The comprehensive intervention program consisted of an 8 to 10 week course and included:

Group sessions consisted of three full-day sessions per week. Group sessions included opioid and pain education, case studies of people who cut successfully, learning self-management skills for pain, and challenging beliefs. There was also the opportunity to practice techniques like mindfulness and distraction. Group sessions were facilitated by a trained I-WOTCH nurse and a trained I-WOTCH layperson (someone who has had personal experience with pain and opioid tapering).

  • Tailored one-to-one support and opioid reduction

In addition to the group sessions, people in the study also received one-on-one sessions with the nurse to offer support and, importantly, tailored advice for opioid tapering which was provided face-to-face and via telephone calls.

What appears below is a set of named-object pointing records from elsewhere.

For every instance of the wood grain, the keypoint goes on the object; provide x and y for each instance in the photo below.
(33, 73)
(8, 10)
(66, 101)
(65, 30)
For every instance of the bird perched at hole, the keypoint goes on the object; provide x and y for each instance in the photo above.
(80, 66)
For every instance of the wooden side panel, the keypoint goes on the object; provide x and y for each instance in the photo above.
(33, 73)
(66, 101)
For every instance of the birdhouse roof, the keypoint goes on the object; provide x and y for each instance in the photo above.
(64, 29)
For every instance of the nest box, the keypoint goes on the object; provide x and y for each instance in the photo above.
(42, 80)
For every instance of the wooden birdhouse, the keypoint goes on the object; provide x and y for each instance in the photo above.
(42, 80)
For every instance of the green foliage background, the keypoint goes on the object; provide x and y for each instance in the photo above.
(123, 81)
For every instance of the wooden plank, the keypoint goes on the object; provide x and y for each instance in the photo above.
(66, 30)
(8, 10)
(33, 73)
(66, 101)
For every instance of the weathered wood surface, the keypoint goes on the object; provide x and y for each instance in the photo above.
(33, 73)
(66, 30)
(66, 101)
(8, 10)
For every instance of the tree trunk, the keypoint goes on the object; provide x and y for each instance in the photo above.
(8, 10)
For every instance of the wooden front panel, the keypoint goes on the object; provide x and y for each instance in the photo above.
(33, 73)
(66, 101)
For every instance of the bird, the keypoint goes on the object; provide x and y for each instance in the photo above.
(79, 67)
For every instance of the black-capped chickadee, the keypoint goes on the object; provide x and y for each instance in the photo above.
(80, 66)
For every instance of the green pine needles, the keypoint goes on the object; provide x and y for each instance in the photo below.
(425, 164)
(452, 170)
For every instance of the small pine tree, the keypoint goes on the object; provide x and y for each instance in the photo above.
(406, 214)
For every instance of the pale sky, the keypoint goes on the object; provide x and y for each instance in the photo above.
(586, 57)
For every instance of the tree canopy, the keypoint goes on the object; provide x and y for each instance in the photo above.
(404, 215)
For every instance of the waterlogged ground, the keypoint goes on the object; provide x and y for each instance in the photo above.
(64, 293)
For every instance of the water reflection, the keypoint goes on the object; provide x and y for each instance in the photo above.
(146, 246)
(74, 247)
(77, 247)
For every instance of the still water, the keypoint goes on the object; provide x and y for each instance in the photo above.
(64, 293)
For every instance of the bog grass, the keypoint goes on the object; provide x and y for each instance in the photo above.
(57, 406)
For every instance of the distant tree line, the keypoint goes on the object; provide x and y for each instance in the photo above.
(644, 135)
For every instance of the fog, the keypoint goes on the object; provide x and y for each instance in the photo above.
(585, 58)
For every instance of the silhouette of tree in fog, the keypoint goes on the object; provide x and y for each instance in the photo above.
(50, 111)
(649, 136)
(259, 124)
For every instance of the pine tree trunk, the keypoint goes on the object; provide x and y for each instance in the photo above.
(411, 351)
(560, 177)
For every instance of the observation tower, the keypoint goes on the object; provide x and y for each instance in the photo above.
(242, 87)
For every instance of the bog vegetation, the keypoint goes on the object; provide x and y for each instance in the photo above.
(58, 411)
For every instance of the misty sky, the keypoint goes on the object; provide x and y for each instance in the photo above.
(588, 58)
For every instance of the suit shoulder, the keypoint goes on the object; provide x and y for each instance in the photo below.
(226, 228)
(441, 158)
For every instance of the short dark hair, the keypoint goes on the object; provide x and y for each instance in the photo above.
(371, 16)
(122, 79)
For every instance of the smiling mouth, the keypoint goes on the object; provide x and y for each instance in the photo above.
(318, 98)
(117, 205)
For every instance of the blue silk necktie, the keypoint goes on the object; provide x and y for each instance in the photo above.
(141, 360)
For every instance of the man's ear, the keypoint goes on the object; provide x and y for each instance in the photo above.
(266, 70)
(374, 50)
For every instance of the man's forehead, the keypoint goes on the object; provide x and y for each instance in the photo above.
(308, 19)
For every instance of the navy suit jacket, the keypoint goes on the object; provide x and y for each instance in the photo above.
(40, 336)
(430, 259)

A reduction app designed for the study was used to calculate a reduction in opioid intake based on current guidelines at the time and implemented by the participants’ physicians.

Reference: Reducing Opioid Use for Chronic Pain in a Group Intervention by Harbinder K. Sandhu, Katie Booth, Andrea D. Furlan, Jane Shaw, Dawn Carnes, Stephanie JC Taylor, Charles Abraham, Sharisse Alleyne, Shyam Balasubramanian, Lauren Betteley, Kirstie L. Haywood, Cynthia P. Iglesias-Urrutia, Sheeja Krishnan, Ranjit Lall, Andrea Manca, Dipesh Mi stry, Sian Newton, Jennifer Noyes, Vivien Nichols, Emma Padfield, Anisur Rahman, Kate Seers, Nicole KY Tang, Colin Tysall, Sam Eldabe and Martin Underwood, May 23/30, 2023, JAMA.